The Preserve reveals roughly 3,700 acres sprawling next to Old Tampa Bay. It is a rich mosaic of mangrove forest, open salt flats, pine flatwoods and oak hammocks. A window into the past is opened to discover the prehistoric people that once inhabited the land, and visitors can learn about their ancient culture and how people continue to shape the environment.
To help celebrate Earth Day and Arbor Day on Saturday, April 18, from 8:30 to 9:30 a.m., a Developing the Urban Tree Canopy and Your Florida Yard program is planned.
Get inspiration from Stan DeFreitas, a.k.a. Mr. Greenthumb, author and southern garden expert, as he discusses water-thrifty landscaping ideas, the importance of shade trees and gardening.
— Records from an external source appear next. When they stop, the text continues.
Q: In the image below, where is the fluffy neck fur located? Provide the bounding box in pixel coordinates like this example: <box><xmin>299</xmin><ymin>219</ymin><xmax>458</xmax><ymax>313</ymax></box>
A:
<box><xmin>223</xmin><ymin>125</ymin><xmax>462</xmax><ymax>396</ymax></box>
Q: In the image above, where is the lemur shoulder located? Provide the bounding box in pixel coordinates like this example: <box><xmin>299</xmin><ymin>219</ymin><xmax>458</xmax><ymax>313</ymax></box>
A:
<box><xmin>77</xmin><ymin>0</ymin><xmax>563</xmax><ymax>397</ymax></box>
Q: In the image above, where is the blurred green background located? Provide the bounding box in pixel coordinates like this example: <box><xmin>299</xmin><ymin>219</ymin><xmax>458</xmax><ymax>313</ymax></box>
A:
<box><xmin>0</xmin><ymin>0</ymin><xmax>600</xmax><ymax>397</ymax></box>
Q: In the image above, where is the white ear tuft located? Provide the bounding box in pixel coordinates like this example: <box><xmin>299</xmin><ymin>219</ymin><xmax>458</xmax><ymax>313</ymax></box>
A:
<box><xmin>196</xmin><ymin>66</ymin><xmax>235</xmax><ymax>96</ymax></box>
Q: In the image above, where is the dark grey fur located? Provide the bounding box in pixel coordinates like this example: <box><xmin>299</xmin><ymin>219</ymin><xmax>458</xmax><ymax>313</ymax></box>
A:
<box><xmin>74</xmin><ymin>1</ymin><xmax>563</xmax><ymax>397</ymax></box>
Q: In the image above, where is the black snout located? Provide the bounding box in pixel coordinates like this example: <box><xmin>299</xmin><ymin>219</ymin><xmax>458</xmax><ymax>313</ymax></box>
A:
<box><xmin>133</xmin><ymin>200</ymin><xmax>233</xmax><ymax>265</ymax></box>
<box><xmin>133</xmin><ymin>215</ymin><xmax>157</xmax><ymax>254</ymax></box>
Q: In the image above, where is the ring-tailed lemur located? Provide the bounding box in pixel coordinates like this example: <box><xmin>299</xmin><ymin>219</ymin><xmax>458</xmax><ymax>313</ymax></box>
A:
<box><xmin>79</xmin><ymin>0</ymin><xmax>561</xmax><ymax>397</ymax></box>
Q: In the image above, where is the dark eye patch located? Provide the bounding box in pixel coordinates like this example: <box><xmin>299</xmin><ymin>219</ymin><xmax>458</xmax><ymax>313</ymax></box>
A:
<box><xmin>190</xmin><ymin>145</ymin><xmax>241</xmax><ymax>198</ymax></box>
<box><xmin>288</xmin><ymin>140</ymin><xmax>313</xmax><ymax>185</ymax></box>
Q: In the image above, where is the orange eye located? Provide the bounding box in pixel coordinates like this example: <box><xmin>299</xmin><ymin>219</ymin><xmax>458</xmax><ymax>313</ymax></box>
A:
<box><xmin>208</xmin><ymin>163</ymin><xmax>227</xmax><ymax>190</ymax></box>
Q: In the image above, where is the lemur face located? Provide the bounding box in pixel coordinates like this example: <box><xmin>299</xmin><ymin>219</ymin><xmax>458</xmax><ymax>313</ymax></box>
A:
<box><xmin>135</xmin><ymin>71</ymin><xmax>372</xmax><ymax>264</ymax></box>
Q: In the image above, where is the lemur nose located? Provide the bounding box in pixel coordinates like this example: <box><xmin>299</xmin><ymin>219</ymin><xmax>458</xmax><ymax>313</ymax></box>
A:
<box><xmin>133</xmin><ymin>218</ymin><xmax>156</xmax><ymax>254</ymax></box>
Trees help control air pollution, recycle water, control humidity and produce oxygen. Not only that, but trees provide food and shelter for wildlife. Author of many gardening books, Mr. Greenthumb will autograph books, and some will be available for sale. The program is free and great for all ages. Register by calling 727-453-6500.
On Friday, April 17, from 7 to 8 p.m., visitors can learn about the new energy efficient power plant on Weedon Island Preserve at a free The Repower Project: Making a Difference in Pinellas County program. The repowered Bartow Plant will soon double the plant’s generating capacity and significantly improve air emissions with the change in fuel site use from oil to natural gas. This program is best for adults and is free. Register by calling 727-453-6500.
April is loaded with other opportunities to explore the Preserve. Saturday guided hikes, booktimes for little ones, a guided canoe trip and bird quest are ways to enjoy the great outdoors. If setting out solo appeals, the Preserve offers a 45-foot-high observation tower, two self-guided paddling trails, self-guided hiking trails, bayside observation platform and two canoe/kayak launches. Along the boardwalks and trails, 20 interpretive trail signs are a fun way to learn more.
The Cultural & Natural History Center features an extraordinary 6,000-square-foot exhibit hall, Connecting People and Place, which is an art-inspired, hands-on educational approach to the area’s history, ecology and people. The Center welcomes visitors Wednesday through Sunday from 10 a.m. to 4 p.m.